Announcing GA of Apache Spark 1.6 in Hortonworks Data Platform 2.4
Author: Vinay Shukla : March 4, 2016
As Apache Spark continues to gain popularity, the rapid march of new Spark releases continues. With HDP 2.4, we are announcing the general availability of Spark 1.6, which is the latest Spark version from the community.
With Spark proving an incredibly useful data access engine running on top of Hadoop, data scientists and business analysts need an easy to use tool to further harness its power. Apache Zeppelin brings a compelling user interface with the data exploration and visualization capabilities to address this need.
Late last year, Hortonworks introduced Apache Zeppelin as a technical preview with HDP 2.3.
With the GA of HDP 2.4, we proudly announce that we have revised and updated the Apache Zeppelin technical preview. Please go here to get the updated version.

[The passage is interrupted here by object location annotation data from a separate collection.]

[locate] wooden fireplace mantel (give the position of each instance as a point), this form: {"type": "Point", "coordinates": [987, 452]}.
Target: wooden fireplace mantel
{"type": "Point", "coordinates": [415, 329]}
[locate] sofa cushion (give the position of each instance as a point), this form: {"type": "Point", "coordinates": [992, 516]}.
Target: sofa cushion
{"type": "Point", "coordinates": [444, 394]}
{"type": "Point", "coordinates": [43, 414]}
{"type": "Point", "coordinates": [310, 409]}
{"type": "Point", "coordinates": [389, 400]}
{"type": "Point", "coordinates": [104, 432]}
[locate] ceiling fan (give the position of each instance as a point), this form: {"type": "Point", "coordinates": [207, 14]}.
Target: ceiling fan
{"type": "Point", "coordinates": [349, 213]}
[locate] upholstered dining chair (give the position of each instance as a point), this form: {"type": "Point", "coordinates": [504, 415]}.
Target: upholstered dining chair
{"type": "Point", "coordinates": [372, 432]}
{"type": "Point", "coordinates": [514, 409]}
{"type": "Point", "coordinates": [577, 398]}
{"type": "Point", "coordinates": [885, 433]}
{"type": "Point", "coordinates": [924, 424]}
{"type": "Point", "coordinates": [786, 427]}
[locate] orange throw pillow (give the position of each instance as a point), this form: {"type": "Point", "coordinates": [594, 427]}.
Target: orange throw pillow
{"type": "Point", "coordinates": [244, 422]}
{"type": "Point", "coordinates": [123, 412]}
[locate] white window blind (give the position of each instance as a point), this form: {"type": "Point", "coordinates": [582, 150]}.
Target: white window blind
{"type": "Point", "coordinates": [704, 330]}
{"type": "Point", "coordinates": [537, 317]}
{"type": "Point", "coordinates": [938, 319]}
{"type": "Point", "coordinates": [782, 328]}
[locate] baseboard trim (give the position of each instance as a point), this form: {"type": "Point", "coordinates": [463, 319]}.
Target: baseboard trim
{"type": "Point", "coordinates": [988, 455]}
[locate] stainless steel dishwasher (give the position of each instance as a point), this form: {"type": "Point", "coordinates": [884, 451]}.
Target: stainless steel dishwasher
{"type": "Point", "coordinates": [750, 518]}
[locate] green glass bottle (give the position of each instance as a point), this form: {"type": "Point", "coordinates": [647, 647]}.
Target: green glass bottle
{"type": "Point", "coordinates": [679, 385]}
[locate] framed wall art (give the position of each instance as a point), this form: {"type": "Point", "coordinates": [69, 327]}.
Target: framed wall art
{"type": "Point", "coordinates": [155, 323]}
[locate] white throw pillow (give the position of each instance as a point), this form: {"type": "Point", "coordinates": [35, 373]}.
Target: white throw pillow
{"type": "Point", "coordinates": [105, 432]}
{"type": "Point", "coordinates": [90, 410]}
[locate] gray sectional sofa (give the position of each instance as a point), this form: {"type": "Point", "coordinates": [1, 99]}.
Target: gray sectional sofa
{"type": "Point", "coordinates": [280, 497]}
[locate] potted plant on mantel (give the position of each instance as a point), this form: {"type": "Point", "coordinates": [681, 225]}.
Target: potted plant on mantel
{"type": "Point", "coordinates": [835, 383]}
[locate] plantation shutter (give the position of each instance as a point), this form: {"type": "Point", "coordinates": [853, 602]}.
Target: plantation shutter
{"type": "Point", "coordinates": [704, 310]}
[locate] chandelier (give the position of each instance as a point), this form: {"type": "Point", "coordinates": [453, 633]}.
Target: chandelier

This updated Apache Zeppelin technical preview now comes with a notebook import and export feature and a key building block for LDAP Authentication that we worked on within the community.
We will continue to drive Zeppelin to be enterprise ready by hardening its security capabilities and improving it for multi-tenant environments. Recently, at a packed meet up in NYC, I talked about running Zeppelin in a multi-tenant environment. Our goal is to provide general availability of Apache Zeppelin in the first half of 2016.
With the GA of Apache Spark 1.6, we also introduce the general availability of Dynamic Resource Allocation. With this feature, Spark jobs will use the YARN cluster resources much more efficiently. This feature leverages HDP’s capability to store shuffle data and now HDP makes it easier to activate this feature.
At the recent Spark Summit East – 2016, Shaun Connonlly outlined Hortonworks’ strategy and investments in Apache Spark in his keynote. At the same time, Spark 2.0 was previewed. New innovations being developed for this upcoming release are focused on continued improvements in Spark performance with project Tungsten, Structured Streaming and plans to merge the Dataset and DataFrame APIs. With Apache Spark 2.0, expected to come out in May 2016, Dynamic Resource Allocation will also be implemented for Spark Streaming jobs.
Over the past year, we have had tremendous customer success with Spark here at Hortonworks and we continue to deepen our commitment and involvement within the Spark community. We want to thank our customers and partners in helping us in this journey. We have just started, with much more planned ahead, so stay tuned.